The OTHER Santa Barbara Oil Spill and the Birth of Environmentalism

The OTHER Santa Barbara Oil Spill and the Birth of Environmentalism
Published: 21 May, 2015
2 min read

This week we were treated to another oil spill that will cost millions to clean up and endanger many different species of marine wildlife. A pipe that was installed in 1987 burst close to Refugio State Beach in south Santa Barbara, spilling around 100,000 gallons of crude oil into the surrounding waters. California Governor Jerry Brown has since declared a state of emergency in Santa Barbara County and crews have set up blockades that are designed to contain two visible oil slicks.

What is interesting about this relatively small incident is that it comes nearly 46 years after another Santa Barbara oil spill that sparked the modern day environmental movement.

A new article in Vox describes how the Santa Barbara spill of 1969 was the first oil spill to captivate a national audience.

The spill began on January 28, 1969, after a blowout on Union Oil's Platform A — located offshore in the Santa Barbara channel. It took 10 days to plug the leak with cement, and in the interim, up to 4.2 million gallons of crude oil had spilled out.

To add a little perspective, let me ask a question. Have you ever been to Santa Barbara? No!?!? Well its just about the best place ever. I'm serious. They don't call it the American Riviera for no reason.

So when oil slicks encroach on breathtaking views of the California coastline, people will notice and get angry. The spill of 1969 was the first time the national spotlight fixated on an environmental crisis and cast a major oil company as the villain.

The combination of the Santa Barbara oil spill, Ohio's famously polluted Cayuhoga River catching fire, and Rachel Carson's book, Silent Spring, a work that detailed the effect DDT had on birds, was a huge shock to the American conscience. So much so that people started to organize and get angry.

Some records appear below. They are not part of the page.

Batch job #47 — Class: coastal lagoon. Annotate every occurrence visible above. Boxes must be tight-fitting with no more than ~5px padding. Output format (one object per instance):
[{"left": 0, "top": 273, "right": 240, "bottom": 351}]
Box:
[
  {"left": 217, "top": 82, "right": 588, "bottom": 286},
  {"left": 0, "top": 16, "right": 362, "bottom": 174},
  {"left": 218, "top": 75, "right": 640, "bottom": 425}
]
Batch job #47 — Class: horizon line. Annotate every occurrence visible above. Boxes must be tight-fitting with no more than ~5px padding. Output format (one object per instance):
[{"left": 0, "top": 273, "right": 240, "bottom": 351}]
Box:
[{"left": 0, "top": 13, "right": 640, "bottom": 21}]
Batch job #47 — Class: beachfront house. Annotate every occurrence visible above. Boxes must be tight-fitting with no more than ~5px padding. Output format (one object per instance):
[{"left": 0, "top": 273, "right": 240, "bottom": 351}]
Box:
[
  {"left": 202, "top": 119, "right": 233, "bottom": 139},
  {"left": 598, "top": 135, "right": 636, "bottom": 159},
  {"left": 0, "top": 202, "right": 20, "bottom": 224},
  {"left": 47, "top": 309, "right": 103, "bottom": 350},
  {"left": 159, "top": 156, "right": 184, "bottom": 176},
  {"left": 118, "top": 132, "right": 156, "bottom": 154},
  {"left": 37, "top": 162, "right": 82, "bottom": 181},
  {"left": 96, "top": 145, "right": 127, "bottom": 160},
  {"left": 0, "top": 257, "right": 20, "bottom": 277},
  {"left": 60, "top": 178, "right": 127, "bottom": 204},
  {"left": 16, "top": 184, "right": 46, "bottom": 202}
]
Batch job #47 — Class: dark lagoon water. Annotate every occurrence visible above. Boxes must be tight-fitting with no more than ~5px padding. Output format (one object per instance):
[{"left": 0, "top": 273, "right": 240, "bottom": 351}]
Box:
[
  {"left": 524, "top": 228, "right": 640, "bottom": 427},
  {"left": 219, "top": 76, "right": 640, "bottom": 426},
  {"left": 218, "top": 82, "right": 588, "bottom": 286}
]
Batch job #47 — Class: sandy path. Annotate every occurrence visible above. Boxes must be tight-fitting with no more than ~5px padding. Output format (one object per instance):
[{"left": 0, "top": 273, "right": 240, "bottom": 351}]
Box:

In reaction to the spill, people lit their gas credits on fire, the California Legislature put a moratorium on all new offshore drilling platforms, and in 1970 Congress passed the National Environmental Protection Act, an ordinance that required corporations to consider the environmental impacts of any new projects they were undertaking. A few months later, Nixon singed an executive order that created the EPA.

Since then, our passion for environmental protections has subsided but our environmental accidents have not. Maybe the events in Santa Barbara will inspire new reflection amongst elected officials about how best to mitigate the impact that we have on the environment..... Ha ha, no of course it won't. Yet it is interesting that at one point in our modern history, we had legislators who were able to quickly react to legitimate issues that effected our natural resources.